Since then, we agreed to formalize our partnership under the umbrella of WeSolve Foundation, Inc. Other than myself, we’ve managed to invite other Boomers and young leaders to be trustees of this newly formed foundation. Together, we aspire to establish collaboration platforms in an atmosphere of humility, openness, and respect across generations where real listening, constructive conversations, and collective actions can be cultivated.
This cross-generational effort is reflected in the way WeSolve works: with the youth already taking on leadership roles and mobilizing collective action to systemically address pressing societal problems, and then the more senior generation serving as advisors, enablers, funders, and mentors. We continue to build from the gains of past successes, but also humbly admit the past mistakes that need to be rectified.
This deliberate outreach to the younger generation is grounded on the thought that it is likely that our generation may not see in our lifetime the better world we envisioned in our younger days. So, if my generation wishes to see our life’s work not going to waste, we really need to find others who still have a longer horizon in life to share our causes and continue what I am certain we will not finish.
One of our younger colleagues likened our intergenerational collaboration in WeSolve to cathedral building when we were struggling to explain to others what it is that we are trying to do. Still undergoing construction, the Sagrada Familia Cathedral of the late Antoni Gaudi leaves one breathless even in its uncompleted form. Gaudi proclaimed, “There is no reason to regret that I cannot finish the church. I will grow old but others will come after me. What must always be conserved is the spirit of the work, but its life has to depend on the generations it is handed down to and with whom it lives and is incarnated.”
Indeed the most difficult problems of our society these days cannot be solved overnight — not even in a few years. It will need generations to take it on. Fortunately, we are still given time to build it better than when we entered it.
For the younger generation, it will help to seek the wisdom of the elders that is rooted in years of real life experiences of engaging our world. Learn from their lifelong lessons shaped by their successes and failures and their journey along the way.

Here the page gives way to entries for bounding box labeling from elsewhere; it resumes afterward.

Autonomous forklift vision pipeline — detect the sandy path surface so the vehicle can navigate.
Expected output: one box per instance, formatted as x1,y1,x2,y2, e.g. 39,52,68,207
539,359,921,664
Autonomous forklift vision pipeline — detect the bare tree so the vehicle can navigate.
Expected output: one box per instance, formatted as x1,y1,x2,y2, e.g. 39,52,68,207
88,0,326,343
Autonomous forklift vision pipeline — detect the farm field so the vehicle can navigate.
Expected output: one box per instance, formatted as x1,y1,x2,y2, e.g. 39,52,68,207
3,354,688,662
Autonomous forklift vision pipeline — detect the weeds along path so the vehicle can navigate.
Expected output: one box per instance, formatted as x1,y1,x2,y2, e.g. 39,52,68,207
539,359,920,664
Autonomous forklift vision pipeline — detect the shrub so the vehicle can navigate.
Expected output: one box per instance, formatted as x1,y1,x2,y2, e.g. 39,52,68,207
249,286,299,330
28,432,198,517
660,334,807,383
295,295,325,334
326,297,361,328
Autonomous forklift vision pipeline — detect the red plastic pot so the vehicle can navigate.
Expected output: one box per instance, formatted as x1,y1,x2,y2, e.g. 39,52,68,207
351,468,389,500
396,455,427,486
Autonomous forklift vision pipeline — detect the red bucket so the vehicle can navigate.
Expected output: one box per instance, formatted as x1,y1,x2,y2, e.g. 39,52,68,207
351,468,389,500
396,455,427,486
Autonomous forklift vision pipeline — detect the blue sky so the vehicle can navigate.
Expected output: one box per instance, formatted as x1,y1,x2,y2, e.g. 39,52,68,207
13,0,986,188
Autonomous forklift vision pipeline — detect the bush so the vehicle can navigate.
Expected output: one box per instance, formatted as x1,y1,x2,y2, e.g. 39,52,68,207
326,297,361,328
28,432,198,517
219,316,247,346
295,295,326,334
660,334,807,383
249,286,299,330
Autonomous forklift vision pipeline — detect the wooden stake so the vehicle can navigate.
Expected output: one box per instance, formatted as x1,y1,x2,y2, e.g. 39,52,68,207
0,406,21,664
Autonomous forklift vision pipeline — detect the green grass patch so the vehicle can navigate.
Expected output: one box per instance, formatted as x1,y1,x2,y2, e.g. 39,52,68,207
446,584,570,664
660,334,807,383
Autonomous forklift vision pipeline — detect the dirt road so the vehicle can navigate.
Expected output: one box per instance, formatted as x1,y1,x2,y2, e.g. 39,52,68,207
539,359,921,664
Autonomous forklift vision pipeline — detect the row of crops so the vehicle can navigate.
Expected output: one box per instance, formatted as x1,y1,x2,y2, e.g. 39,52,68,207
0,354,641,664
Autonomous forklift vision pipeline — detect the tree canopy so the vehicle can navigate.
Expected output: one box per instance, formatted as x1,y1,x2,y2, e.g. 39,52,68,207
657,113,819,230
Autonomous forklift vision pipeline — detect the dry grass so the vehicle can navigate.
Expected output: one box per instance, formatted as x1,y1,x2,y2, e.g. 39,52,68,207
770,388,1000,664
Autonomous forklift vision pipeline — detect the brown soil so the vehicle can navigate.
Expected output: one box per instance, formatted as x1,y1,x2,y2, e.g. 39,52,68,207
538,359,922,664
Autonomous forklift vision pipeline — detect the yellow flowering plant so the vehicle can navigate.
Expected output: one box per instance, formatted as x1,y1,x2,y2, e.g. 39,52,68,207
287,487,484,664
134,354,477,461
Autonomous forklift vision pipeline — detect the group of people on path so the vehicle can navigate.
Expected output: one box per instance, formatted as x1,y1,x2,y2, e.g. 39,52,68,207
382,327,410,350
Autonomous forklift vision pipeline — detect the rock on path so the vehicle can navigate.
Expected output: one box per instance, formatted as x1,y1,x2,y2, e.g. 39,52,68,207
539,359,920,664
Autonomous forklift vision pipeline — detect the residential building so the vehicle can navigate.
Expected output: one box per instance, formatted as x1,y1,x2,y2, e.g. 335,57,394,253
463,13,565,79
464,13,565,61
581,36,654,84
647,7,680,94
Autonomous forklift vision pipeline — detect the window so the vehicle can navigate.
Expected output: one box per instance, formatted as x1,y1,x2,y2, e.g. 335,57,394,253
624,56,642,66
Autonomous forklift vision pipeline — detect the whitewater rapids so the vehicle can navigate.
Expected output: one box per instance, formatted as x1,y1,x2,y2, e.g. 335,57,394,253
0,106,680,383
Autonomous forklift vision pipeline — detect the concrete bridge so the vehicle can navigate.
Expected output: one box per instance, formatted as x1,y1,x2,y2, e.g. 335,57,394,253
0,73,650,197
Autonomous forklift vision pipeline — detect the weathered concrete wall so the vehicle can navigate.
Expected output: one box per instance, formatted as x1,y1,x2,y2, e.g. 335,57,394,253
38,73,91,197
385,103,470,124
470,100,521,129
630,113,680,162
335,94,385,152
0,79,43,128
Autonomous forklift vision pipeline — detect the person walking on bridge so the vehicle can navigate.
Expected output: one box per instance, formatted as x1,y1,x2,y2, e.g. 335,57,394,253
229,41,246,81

For my generation, let us begin to listen to our youth and seriously engage them. They are very informed and capable beyond our imagination. Let us invest our time, talent, and treasure in their dreams, their passions, their missions, and their tireless energy to bring all these to reality.
But most of all, let us all discern together with them the choices that we will be making moving forward. What remains unchanged across generations is the never ending battle of doing good vs. doing bad. There will still be those that will choose to create weapons that destroy. Let us be the ones that will choose to develop tools that will build.
Let our inter-generational callout then be, “Let’s do this, Boomer.”
Rafael Lopa is the principal convener of WeSolve Foundation.